Some of these other things are not exactly bad — some may even be worthwhile — but ultimately they are not enough. Because underneath everything else, I’m thirsty — the human spirit is thirsty — not for more things, not for more physical pleasures, not even for more good works — but thirsty for God.
C.S. Lewis writes in The Weight of Glory and Other Addresses:
Our Lord finds our desires not too strong, but too weak. We are half-hearted creatures, fooling about with drink and sex and ambition, when infinite joy is offered to us, like an ignorant child who wants to go on making mud pies in the slum because he cannot imagine what is meant by the offer of a holiday at the sea. We are far too easily pleased.
In contrast, Psalm 63 is a witness to the psalmist’s thirst for God.
You, God, are my God,
earnestly I seek you (verse 1)
The King James version translates this as “early will I seek thee,” in keeping with the underlying Hebrew expression that originally meant looking for the dawn. For the psalmist out in the desert, that may have literally meant watching for daybreak. But it isn’t the time of day that is the most important here. It’s really a question of priority — whatever time of the day or night, the psalmist sought God “early” in priority — “earnestly” as the New International Version has it.
I will praise you as long as I live,
and in your name I will lift up my hands. (verse 4)
The psalmist includes several references to worship:
I have seen you in the sanctuary
and beheld your power and your glory. (verse 2)
Because your love is better than life,
my lips will glorify you. (verse 3)
Then comes verse 4: “I will praise you as long as I live” — not as long as I feel like it, not as long as it suits me, not as long as I don’t have other plans. I will praise you — as long as I live.
On my bed I remember you;
I think of you through the watches of the night.
Because you are my help,
I sing in the shadow of your wings. (verses 6-7)
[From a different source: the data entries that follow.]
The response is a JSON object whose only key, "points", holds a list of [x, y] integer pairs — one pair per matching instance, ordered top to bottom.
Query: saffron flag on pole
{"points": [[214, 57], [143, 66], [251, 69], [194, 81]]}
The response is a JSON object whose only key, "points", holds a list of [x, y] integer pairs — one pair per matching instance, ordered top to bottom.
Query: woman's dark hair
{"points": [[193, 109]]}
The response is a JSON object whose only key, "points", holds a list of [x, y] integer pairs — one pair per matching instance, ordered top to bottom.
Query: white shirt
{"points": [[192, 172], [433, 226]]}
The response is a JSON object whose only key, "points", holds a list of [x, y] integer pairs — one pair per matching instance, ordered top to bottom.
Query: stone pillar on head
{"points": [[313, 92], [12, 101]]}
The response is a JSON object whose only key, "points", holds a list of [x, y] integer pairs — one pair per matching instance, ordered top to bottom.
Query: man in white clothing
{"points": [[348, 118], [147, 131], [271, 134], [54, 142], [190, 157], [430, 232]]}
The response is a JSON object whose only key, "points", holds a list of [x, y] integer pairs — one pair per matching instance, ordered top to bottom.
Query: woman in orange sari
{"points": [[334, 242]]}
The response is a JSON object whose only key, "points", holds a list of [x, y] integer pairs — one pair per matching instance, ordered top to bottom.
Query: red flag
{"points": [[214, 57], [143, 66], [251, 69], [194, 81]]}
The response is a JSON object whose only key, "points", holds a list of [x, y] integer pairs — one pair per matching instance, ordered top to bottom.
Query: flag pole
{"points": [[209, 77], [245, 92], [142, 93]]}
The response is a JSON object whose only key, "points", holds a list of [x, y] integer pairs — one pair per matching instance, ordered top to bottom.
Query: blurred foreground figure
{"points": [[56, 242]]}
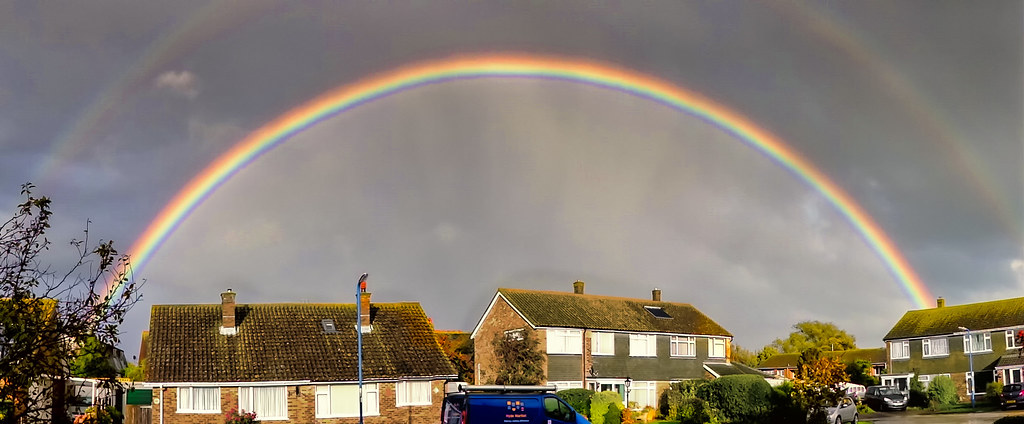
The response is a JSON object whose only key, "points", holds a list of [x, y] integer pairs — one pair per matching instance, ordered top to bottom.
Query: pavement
{"points": [[909, 417]]}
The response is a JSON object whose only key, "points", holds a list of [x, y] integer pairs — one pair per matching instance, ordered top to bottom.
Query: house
{"points": [[954, 340], [603, 343], [294, 362], [784, 365]]}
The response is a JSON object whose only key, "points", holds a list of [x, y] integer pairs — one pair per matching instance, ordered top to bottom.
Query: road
{"points": [[977, 418]]}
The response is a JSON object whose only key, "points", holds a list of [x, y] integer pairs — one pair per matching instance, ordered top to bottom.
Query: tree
{"points": [[47, 315], [823, 336], [743, 356], [519, 361], [817, 383]]}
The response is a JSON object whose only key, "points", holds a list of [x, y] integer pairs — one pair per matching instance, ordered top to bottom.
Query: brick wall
{"points": [[498, 320], [302, 407]]}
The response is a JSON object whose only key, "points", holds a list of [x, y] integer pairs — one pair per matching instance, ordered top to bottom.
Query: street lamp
{"points": [[358, 332], [970, 355], [628, 382]]}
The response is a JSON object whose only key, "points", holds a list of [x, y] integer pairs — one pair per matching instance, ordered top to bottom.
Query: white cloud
{"points": [[182, 83]]}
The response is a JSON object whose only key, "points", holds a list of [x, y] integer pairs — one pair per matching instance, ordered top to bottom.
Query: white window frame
{"points": [[566, 341], [678, 342], [602, 343], [643, 345], [713, 345], [969, 346], [928, 347], [404, 388], [252, 397], [192, 399], [371, 400]]}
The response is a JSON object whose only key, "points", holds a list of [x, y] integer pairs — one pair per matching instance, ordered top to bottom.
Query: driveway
{"points": [[977, 418]]}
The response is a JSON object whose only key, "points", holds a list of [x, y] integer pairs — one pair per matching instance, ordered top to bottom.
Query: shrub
{"points": [[942, 391], [992, 391], [578, 398], [739, 398], [601, 404]]}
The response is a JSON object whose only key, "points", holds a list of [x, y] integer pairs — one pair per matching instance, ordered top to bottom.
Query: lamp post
{"points": [[358, 333], [970, 355], [628, 382]]}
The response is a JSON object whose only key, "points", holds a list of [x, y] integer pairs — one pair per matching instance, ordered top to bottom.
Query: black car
{"points": [[1013, 395], [885, 398]]}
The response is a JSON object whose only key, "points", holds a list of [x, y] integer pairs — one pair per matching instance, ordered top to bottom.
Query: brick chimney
{"points": [[227, 326], [365, 326]]}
In the long watches of the night, while being alert for wild animals, bandits, storms, and enemies, the psalmist kept remembering God’s help. He doesn’t give details here, and the lack of detail invites me to remember how God has helped me in the past. As I reflect on God’s blessings and mercy in my own life, it makes me thirsty for more.
I cling to you;
your right hand upholds me. (verse 8)
On a physical level, I’m told that if I FEEL thirsty, my body is already starting to be dehydrated. I need water even before I start feeling thirsty. On a spiritual level, it’s also true that I need God even when I don’t feel thirsty for God — maybe especially when I don’t feel that spiritual thirst, especially if it’s because I’ve been filling myself up with other things. Yet even in those spiritually dry times, the psalmist reminds me that I can still hold on to God, and God will hold on to me.
Now it’s your turn:
Seeking God through prayer, regular worship, remembering how God has helped me in the past, and other spiritual practices can help re-awaken my thirst for God, even while I realize that faith is a gift (Eph 2:8), and it’s God who draws me into closer relationship. What do you suggest for times of spiritual dryness?